MIR lowering tries to find a registered binary layout for either the
target (integer-to-struct direction) or the inferred source type
(struct-to-integer), falling through to a passthrough if neither
matches. Typecheck is deliberately permissive — see follow-up #5.
D10 — .with {} lowers to struct clone, not integer round-trip
value.with { field = expr } allocates a new struct of the same field
count, then either stores the override expression or copies the
corresponding slot from the receiver per field. No integer packing
involved — the value stays in struct-of-Int representation until an
explicit as uN converts it. Let MIR_PACKED_BITCAST handle the
integer boundary; .with is pure struct surgery.
Pointers for the next session
cg_intrinsic_binary.qzis ~720 lines. The pack/unpack emitters are straight-line byte stores with adata_regstring fixed at entry, making byte-offset arithmetic readable.
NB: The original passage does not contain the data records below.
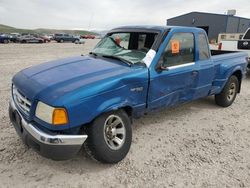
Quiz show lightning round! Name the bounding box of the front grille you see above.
[12,85,31,115]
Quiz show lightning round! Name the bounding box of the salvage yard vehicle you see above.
[54,34,79,43]
[81,34,96,39]
[218,28,250,68]
[18,35,44,43]
[0,34,10,44]
[9,26,247,163]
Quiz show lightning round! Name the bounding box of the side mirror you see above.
[156,58,169,72]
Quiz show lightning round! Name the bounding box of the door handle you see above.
[192,70,199,77]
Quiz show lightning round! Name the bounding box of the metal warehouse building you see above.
[167,11,250,40]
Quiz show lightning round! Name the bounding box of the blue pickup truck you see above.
[9,26,247,163]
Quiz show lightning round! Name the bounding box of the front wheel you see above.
[84,110,132,163]
[215,76,239,107]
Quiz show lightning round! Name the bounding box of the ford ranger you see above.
[9,26,247,163]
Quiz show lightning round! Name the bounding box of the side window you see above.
[162,33,194,67]
[198,33,210,60]
[111,33,130,49]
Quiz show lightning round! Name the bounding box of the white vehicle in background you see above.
[218,28,250,68]
[75,38,85,44]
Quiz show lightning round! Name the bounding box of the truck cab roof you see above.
[109,25,204,33]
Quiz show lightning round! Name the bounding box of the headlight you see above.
[36,101,69,125]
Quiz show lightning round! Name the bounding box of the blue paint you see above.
[13,26,247,130]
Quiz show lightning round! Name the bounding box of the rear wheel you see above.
[84,110,132,163]
[215,76,239,107]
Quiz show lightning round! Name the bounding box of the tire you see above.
[84,110,132,164]
[215,76,239,107]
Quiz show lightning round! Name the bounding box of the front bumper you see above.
[9,100,88,160]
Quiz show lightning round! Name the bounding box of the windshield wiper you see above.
[102,55,133,67]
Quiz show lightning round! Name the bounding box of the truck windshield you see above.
[92,32,157,64]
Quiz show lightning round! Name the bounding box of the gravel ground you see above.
[0,40,250,188]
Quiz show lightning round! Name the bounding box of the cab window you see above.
[162,33,195,67]
[198,33,210,61]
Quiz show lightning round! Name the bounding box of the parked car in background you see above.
[75,38,85,44]
[39,35,51,43]
[9,26,247,163]
[54,34,80,43]
[0,34,10,44]
[81,34,95,39]
[18,35,44,43]
[218,28,250,68]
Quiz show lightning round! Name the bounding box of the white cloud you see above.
[0,0,250,29]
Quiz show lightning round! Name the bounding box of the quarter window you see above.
[199,33,210,60]
[162,33,194,67]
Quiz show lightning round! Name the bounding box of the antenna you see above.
[88,12,94,30]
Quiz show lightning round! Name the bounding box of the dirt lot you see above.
[0,40,250,188]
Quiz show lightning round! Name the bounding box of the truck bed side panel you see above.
[210,52,247,95]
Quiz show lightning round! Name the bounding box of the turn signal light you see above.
[52,108,69,125]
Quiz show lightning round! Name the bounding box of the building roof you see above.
[168,11,250,20]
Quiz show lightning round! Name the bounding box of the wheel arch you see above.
[231,70,243,93]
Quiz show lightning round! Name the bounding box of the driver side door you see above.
[148,33,198,110]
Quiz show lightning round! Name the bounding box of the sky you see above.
[0,0,250,30]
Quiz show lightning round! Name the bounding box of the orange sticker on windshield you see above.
[171,40,180,54]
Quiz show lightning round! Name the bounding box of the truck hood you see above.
[13,56,143,106]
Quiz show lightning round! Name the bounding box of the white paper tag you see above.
[142,49,156,68]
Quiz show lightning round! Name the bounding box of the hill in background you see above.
[0,24,97,35]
Extending to straddles is adding a third branch (neither byte-aligned nor single-byte).std/binary.qzalready exports ParseError with the variantsUnexpectedEof,InvalidValue(field, expected, got),LengthOverflow(field, declared, remaining). Use those exact variants when wiring follow-up #3 — the 1.2 typecheck tests pattern-match against them._tc_bin_parse_numeric_widthhandles u/i/f<N>[le|be]generically for any N in 1..64._cg_bin_parse_width_infoexposes all (width, float, signed, le, has_endian) fields for the codegen.- The
; === Binary DSL Layouts ===IR manifest from STEP 1.3 is still emitted — keep it.binary_mir_spec.qztests assert on it.
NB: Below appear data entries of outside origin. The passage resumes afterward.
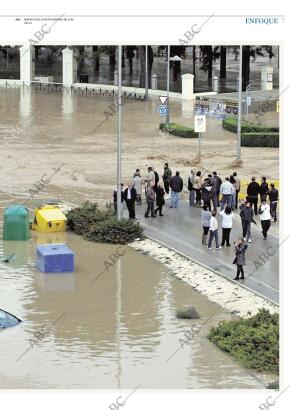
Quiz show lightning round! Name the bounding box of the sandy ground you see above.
[0,90,279,203]
[131,239,279,317]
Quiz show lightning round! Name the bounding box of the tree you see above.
[137,46,153,88]
[126,46,136,75]
[220,46,227,78]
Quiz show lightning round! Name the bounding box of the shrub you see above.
[209,309,279,373]
[222,117,279,134]
[241,132,279,148]
[83,217,143,244]
[159,122,198,138]
[66,201,114,235]
[66,202,143,244]
[176,306,200,319]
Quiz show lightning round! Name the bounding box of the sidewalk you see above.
[135,199,284,303]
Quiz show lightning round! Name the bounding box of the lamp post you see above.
[145,45,149,101]
[236,46,243,162]
[166,45,182,124]
[117,45,122,220]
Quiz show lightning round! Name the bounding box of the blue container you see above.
[36,243,74,273]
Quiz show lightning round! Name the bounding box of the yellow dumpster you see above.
[32,205,67,232]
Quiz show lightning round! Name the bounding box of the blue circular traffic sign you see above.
[157,104,168,117]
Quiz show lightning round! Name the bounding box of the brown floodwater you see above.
[0,88,278,389]
[0,203,270,389]
[0,87,278,208]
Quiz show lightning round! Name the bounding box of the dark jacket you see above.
[240,206,253,222]
[233,243,247,265]
[213,175,222,192]
[267,188,278,202]
[124,187,136,202]
[146,187,156,202]
[260,182,269,195]
[113,189,124,202]
[247,181,260,198]
[170,175,183,192]
[201,180,214,202]
[163,168,172,182]
[155,187,165,206]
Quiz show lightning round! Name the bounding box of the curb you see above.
[144,234,279,307]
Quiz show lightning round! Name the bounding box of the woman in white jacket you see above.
[258,200,271,240]
[220,206,233,246]
[208,211,222,251]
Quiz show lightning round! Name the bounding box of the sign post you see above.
[194,115,206,161]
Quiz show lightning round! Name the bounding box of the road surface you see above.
[134,199,278,303]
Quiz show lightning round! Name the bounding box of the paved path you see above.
[136,199,278,303]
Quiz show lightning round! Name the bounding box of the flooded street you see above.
[0,88,278,389]
[0,208,270,389]
[0,87,278,207]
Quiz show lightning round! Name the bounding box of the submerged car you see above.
[0,309,22,330]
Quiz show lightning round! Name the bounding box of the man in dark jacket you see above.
[163,162,172,195]
[113,184,124,212]
[247,177,260,215]
[170,171,183,208]
[260,177,269,202]
[201,178,214,211]
[240,202,255,243]
[124,182,137,219]
[213,171,222,206]
[207,174,219,211]
[267,184,278,222]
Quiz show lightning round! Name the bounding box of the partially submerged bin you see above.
[3,205,29,241]
[36,243,74,273]
[32,205,67,232]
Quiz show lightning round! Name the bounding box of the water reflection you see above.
[19,86,34,118]
[3,241,29,268]
[62,89,75,119]
[36,272,75,292]
[0,232,274,388]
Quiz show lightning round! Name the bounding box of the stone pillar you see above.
[62,47,77,87]
[212,75,219,93]
[151,74,157,90]
[20,44,33,85]
[261,67,273,91]
[181,74,194,100]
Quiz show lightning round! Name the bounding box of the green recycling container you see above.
[3,205,29,241]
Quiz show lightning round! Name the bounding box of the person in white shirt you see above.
[208,211,222,251]
[258,200,271,240]
[220,177,235,211]
[220,206,233,246]
[132,172,144,205]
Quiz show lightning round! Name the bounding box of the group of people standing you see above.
[114,163,278,280]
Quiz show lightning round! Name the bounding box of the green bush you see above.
[83,217,143,245]
[66,202,143,244]
[222,117,279,134]
[241,132,279,148]
[159,122,198,138]
[209,309,279,373]
[176,306,199,319]
[267,380,279,390]
[66,201,114,235]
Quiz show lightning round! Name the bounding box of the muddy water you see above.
[0,87,278,207]
[0,89,277,388]
[0,219,274,389]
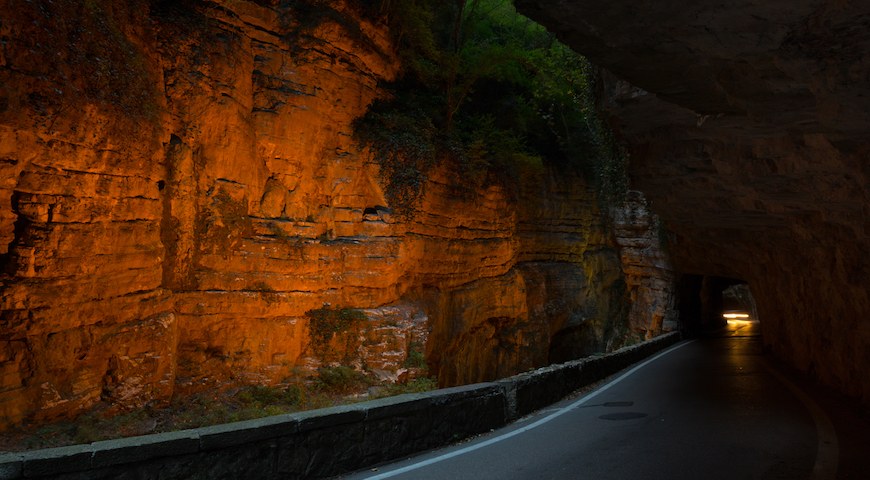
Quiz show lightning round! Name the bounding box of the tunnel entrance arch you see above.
[677,275,759,336]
Safety reminders (same as prior session — verify)
- Quake guard before every commit touching
self-hosted/*.qz. - Smoke tests after every guard. brainfuck / style_demo / expr_eval.
- Fix-specific backup exists at
self-hosted/bin/backups/quartz-pre-binary-codegen-golden. Keep until all follow-ups are done; next session can overwrite with a freshquartz-pre-binary-phase2-goldenwhen starting new risky work. - Never
--no-verify. If pre-commit fails, fix the real issue. - Never compromise design under context pressure. All 6 STEPs in this session shipped or were explicitly scoped — nothing half-shipped.
Test status summary
| File | Tests | Status |
|---|---|---|
| binary_parse_spec.qz | 14 | 🟢 green |
| binary_typecheck_spec.qz | 19 | 🟢 green |
| binary_mir_spec.qz | 10 | 🟢 green |
| binary_types_spec.qz | 5 | 🟢 green |
| binary_methods_spec.qz | 3 | 🟢 green |
| binary_bitcast_spec.qz | 3 | 🟢 green |
| binary_roundtrip_spec.qz | 4 | 🟢 green |
| binary_with_spec.qz | 3 | 🟢 green |
| Total | 61 | 🟢 all green |
Full QSpec suite NOT run from Claude Code (CLAUDE.md protocol). Run
./self-hosted/bin/quake qspec in a terminal before calling Phase 1
truly complete to catch any cross-spec regressions.